Pitfalls in UK postcode validation
                
                         Lukas Mai (mauke)
                
                       The Perl Conference
                       Glasgow, 2018-08-17

================================================================================

    - we want to validate the format of postal codes
    - including international addresses
    - trivial for most countries:
        e.g. five digits ([0-9]{5}) for Germany
    - unexpectedly difficult: UK

================================================================================

    First stop: Wikipedia
    https://en.wikipedia.org/wiki/Postcodes_in_the_United_Kingdom#Validation

    - many possible variants
    - many rules and restrictions
    - at the end: a regex!

================================================================================

    Wikipedia:

    The UK government has also provided the following regular expression that
    can be used for the purpose of validation:[27]

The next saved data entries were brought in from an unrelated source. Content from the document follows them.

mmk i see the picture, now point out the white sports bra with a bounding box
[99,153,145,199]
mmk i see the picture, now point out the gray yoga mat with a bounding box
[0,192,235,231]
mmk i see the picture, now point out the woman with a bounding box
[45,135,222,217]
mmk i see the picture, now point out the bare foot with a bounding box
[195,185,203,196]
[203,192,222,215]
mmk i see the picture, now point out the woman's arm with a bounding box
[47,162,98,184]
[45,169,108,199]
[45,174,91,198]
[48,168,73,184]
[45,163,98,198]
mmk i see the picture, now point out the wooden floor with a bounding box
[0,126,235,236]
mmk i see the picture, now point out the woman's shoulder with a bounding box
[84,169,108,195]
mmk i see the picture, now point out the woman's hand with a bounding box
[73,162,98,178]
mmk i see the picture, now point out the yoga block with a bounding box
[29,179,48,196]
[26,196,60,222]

^(?:([Gg][Ii][Rr] 0[Aa]{2})|((([A-Za-z][0-9]{1,2})|(([A-Za-z][A-Ha-hJ-Yj-y][0-9]{1,2})|(([A-Za-z][0-9][A-Za-z])|([A-Za-z][A-Ha-hJ-Yj-y][0-9]?[A-Za-z])))) [0-9][A-Za-z]{2}))$


    27. ^ "BULK DATA TRANSFER: ADDITIONAL VALIDATION FOR CAS UPLOAD" (PDF)

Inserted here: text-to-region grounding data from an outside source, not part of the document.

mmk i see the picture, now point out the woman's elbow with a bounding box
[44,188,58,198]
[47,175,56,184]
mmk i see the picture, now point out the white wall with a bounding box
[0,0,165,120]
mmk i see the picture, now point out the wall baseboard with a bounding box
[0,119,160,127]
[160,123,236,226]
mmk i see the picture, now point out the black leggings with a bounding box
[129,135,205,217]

================================================================================

    https://assets.publishing.service.gov.uk/government/uploads/system/uploads/attachment_data/file/488478/Bulk_Data_Transfer_-_additional_validation_valid_from_12_November_2015.pdf

3.1 Expression

^([Gg][Ii][Rr] 0[Aa]{2})|((([A-Za-z][0-9]{1,2})|(([A-Za-z][A-Ha-hJ-Yj-y][0-9]{1,2})|(([A-Za-z][0-9][A-Za-z])|([A-Za-z][A-Ha-hJ-Yj-y][0-9]?[A-Za-z])))) [0-9][A-Za-z]{2})$

3.2 Logic

    "GIR 0AA"
OR
    One letter followed by either one or two numbers
OR
    One letter followed by a second letter that must be one of ABCDEFGHJ
    KLMNOPQRSTUVWXY (i.e..not I) and then followed by either one or two 
    numbers
OR
    One letter followed by one number and then another letter
OR
    A two part post code
        where the first part must be
        One letter followed by a second letter that must be one of ABCDEFGH
        JKLMNOPQRSTUVWXY (i.e..not I) and then followed by one number and 
        optionally a further letter after that
    AND
        The second part (separated by a space from the first part) must be One 
        number followed by two letters.
        
A combination of upper and lower case characters is allowed.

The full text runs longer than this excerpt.